The leading telecom operator's revenue stood at Tk 40.10 billion for July-September this year, registering a 1.4 per cent growth over the same quarter last year, according to its financial statements published on Sunday.
Earnings per share stood at Tk 5.56 in the September quarter this year, down from Tk 5.59 per share in the same quarter a year before.
The GP attributed higher depreciation and amortization costs from capitalization of 20 MHz spectrum and rooftop leases to the decline in profit.
In this quarter, total cost increased by 1 per cent year-on-year, with the cost of goods sold down by 12.5 per cent, which was partially offset by a 3.5 per cent increase in operating expenses.
"The main drivers continue to be high energy costs as well as operation and maintenance costs from IT and network modernization," the company said.

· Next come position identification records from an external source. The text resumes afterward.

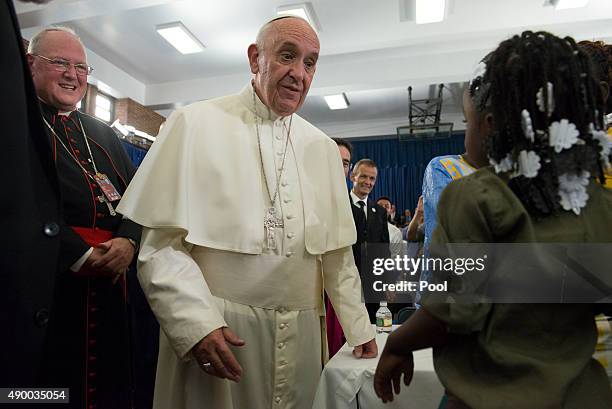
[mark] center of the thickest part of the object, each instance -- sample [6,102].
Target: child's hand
[389,371]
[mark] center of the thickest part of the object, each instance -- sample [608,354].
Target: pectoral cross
[111,209]
[271,222]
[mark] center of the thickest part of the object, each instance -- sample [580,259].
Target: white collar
[357,198]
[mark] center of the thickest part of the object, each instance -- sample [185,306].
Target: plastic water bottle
[384,319]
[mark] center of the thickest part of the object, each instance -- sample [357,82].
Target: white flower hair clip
[479,71]
[572,190]
[562,135]
[505,165]
[527,125]
[551,99]
[529,164]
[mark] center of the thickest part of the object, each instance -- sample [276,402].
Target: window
[103,107]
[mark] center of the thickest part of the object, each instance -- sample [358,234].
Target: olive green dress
[518,356]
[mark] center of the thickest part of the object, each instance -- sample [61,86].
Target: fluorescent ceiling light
[430,11]
[303,10]
[180,38]
[337,101]
[568,4]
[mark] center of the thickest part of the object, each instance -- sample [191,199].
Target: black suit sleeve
[72,245]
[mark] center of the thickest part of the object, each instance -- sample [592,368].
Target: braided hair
[538,86]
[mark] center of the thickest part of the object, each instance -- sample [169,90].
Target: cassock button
[41,318]
[51,229]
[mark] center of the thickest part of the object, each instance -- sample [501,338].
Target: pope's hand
[367,350]
[215,357]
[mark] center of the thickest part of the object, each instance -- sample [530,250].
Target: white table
[347,383]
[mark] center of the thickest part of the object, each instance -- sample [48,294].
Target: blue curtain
[401,164]
[135,153]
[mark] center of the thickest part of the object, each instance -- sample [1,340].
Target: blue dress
[440,171]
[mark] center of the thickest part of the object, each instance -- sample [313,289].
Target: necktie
[361,205]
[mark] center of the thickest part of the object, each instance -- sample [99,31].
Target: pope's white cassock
[203,263]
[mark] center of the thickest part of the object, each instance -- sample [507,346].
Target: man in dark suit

GP reported a total subscriber base of 85.6 million at the end of the September quarter, a 1.2 per cent growth over the same quarter last year. This quarter saw a 4.8 per cent increase in 4G users, with total data users reaching 51.2 million.
The telecom operator has been navigating a challenging economic downturn, which has put significant pressure on businesses across sectors, including telecom.
Despite the tough macro environment, strategic measures are starting to yield results. GP remained focused on growth strategies and showed stability in performance by delivering consistent top-line growth.
The company maintained strong profitability, achieving an EBITDA margin of 58.9 per cent, up 1.7 percentage points year-on-year in the September quarter.
EBITDA is a measure of a company's profitability that shows earnings before interest, taxes, depreciation, and amortization.
Grameenphone's resilient financial position has enabled it to invest in long-term network and digital capabilities while maintaining healthy returns.
GP's nine-month profit, however, plunged 23 per cent year-on-year to Tk 22.64 billion through September this year, while revenue dropped 1.6 per cent to Tk 119.5 billion amid a challenging economic environment.
Annual Performance
Despite the challenging macroeconomic environment, GP secured a 10 per cent year-on-year growth in profit to Tk 36.4 billion in 2024, the highest in three years, supported by operating efficiency.
Buoyed by the profit growth, the telecom operator paid a total of 330 per cent cash dividends for 2024, the highest-ever dividend by GP since its listing.
However, GP registered a 0.17 per cent year-on-year decline in revenue, posting Tk 158.44 billion for 2024, owing to cautious consumer spending, particularly on data, in an adverse business climate.
Stock Performance
Having remained stuck on the floor at Tk 286.7 per share on the Dhaka Stock Exchange for more than 18 months until January 2024, GP's stock slid gradually to Tk 222.2 per share in June last year after the removal of the price restriction in February of that year.
After the fall of the Hasina-led government on August 5 last year, the stock surged 40 per cent within the next 10 days to reach Tk 387 per share due to over-enthusiasm among investors. Since then, GP's stock has experienced a correction.
It closed at Tk 286.1 per share on the prime bourse on Sunday, shedding 0.60 per cent over the previous day.